A haggard-looking nurse in St. Patrick’s Day-themed scrubs and BRIGHT green crocks came in to check Uncle Pete’s vitals. She looked like she hated her job. He opened his eyes and glanced around the room, finally focusing on me. He smiled. “Well, hello Kimberly, fancy meeting you here,” he said with a nod. Tapping the nurse’s arm he said “This is my niece, she is in grad school and she ditched work to come see me. Isn’t she nice?” Though he was in his early seventies and ill, he was always prone to silliness. I smiled, shaking my head, closed my book and took my feet off the bed. We made small talk about the medical tests he had that day and my work, school and non-existent social life. Finally, we settled on talking about television.
He asked me if I had seen this new drama/science fiction program he was watching. I told him I didn’t have time for television but he went on, excited. Apparently, a new episode was coming on that night.
“Well,” he said, “it’s about these people who are in a plane crash on a deserted island.”
“Do they have to eat each other to survive?” I asked, wryly.
“No, now listen,” he replied, unmoved. “There are all kinds of things on this island and there’s some kind of monster and they’re waiting to get rescued.”
I was unimpressed. “Humph, sounds like the stupidest premise I’ve ever heard of.” And it was.
Uncle Pete didn’t waver. He was relentless. Every week, he would ask me if I had watched it yet and give me a brief synopsis of what had happened on that week’s episode. I felt even more determined not to watch it, since I now felt pressured. Uncle Pete teased me, claiming that I was being stubborn and just not watching to prove a point. He was good at people.
The next fall, I had a roommate and with her, came a significant increase in television time at my place. Inevitably, I saw previews for the show. Uncle Pete had been gone for four months and I chuckled each time I saw one of those damn commercials. It was if he were bugging me from another dimension, even cancer and death couldn’t stop him.
Finally, when a friend mentioned that she had bought the first season on DVD, I reluctantly asked to borrow it. For three days, I spent every stolen and created free moment watching that show. Aside from being ridiculous, the plot had really hooked me in.
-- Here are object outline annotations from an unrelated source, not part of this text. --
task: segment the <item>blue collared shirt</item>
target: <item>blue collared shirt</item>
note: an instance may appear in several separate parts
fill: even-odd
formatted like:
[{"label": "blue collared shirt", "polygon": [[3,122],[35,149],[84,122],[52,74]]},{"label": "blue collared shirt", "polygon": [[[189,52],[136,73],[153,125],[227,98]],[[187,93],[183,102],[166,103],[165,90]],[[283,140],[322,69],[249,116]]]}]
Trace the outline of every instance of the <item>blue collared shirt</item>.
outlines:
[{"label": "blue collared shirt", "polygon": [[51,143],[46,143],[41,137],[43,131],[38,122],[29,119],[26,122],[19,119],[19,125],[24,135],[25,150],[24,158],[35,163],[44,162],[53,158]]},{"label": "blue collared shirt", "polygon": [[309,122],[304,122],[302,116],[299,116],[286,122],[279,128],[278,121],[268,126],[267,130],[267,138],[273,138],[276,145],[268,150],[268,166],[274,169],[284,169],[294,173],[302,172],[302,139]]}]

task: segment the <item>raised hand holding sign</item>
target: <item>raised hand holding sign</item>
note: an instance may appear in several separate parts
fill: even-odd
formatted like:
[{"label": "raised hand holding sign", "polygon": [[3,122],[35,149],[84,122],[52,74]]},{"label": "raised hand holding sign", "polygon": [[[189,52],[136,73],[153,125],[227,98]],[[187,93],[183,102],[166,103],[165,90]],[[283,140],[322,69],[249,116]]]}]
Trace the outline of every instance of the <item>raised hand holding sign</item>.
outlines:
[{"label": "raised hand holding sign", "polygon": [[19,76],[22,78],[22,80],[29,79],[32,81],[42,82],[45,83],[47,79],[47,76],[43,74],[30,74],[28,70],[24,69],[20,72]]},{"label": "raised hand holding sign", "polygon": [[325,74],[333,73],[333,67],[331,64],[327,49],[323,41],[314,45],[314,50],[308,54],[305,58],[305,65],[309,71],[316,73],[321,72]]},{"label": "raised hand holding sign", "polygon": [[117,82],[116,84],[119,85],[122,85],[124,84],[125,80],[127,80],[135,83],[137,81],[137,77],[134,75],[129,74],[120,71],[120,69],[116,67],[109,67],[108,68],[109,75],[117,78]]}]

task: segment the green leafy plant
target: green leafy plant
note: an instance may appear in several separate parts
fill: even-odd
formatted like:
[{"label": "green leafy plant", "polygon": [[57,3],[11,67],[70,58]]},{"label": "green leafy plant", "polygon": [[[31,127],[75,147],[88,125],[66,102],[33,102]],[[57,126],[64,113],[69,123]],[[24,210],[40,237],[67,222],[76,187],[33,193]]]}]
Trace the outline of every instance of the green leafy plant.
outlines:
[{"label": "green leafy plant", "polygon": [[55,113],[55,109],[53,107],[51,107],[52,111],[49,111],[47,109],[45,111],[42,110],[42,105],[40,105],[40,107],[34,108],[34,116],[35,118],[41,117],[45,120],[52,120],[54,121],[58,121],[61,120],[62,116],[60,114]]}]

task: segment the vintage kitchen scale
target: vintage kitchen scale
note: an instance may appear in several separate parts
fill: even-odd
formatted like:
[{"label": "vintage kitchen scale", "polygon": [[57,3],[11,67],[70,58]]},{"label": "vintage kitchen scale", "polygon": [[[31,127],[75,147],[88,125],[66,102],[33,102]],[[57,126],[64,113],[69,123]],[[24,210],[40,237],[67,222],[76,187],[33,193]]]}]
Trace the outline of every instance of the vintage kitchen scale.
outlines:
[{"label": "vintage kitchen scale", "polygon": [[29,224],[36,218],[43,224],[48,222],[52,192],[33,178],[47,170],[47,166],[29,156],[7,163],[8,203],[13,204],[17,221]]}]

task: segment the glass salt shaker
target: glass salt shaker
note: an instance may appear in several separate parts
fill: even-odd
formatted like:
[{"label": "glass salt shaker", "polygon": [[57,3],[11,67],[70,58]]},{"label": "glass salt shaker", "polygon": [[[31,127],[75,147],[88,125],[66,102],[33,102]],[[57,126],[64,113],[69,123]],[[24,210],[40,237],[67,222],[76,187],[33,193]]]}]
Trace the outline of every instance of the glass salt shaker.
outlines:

So, I watched season two. And three. And four. I’m hopelessly addicted and I can’t help but think it unfair that Uncle Pete doesn’t get to see the whole story line play out. It seems like a small, probably immature thing, but that’s part of why I watch. Because he can’t and he would have. It’s almost something I do with him instead of for him because, in the back of my mind, I can hear the off-the-cuff and silly comments he would have been making during each episode. He and I were a lot alike in that way and on the rare occasion we would watch television together, it was like a MUCH funnier version of Mystery Science Theater 3000.
In a strange way, though I’ve studied mass media and written more papers than I can remember on why audiences consume particular media, I’ve never had such a clear and obvious example in my own life. While I think that media, television in particular, has the power to tear people apart and waste our brains, I also think it has the power to bring people together. Even if they’re separated by death.
I’m still waiting for the folks on the island to become cannibals.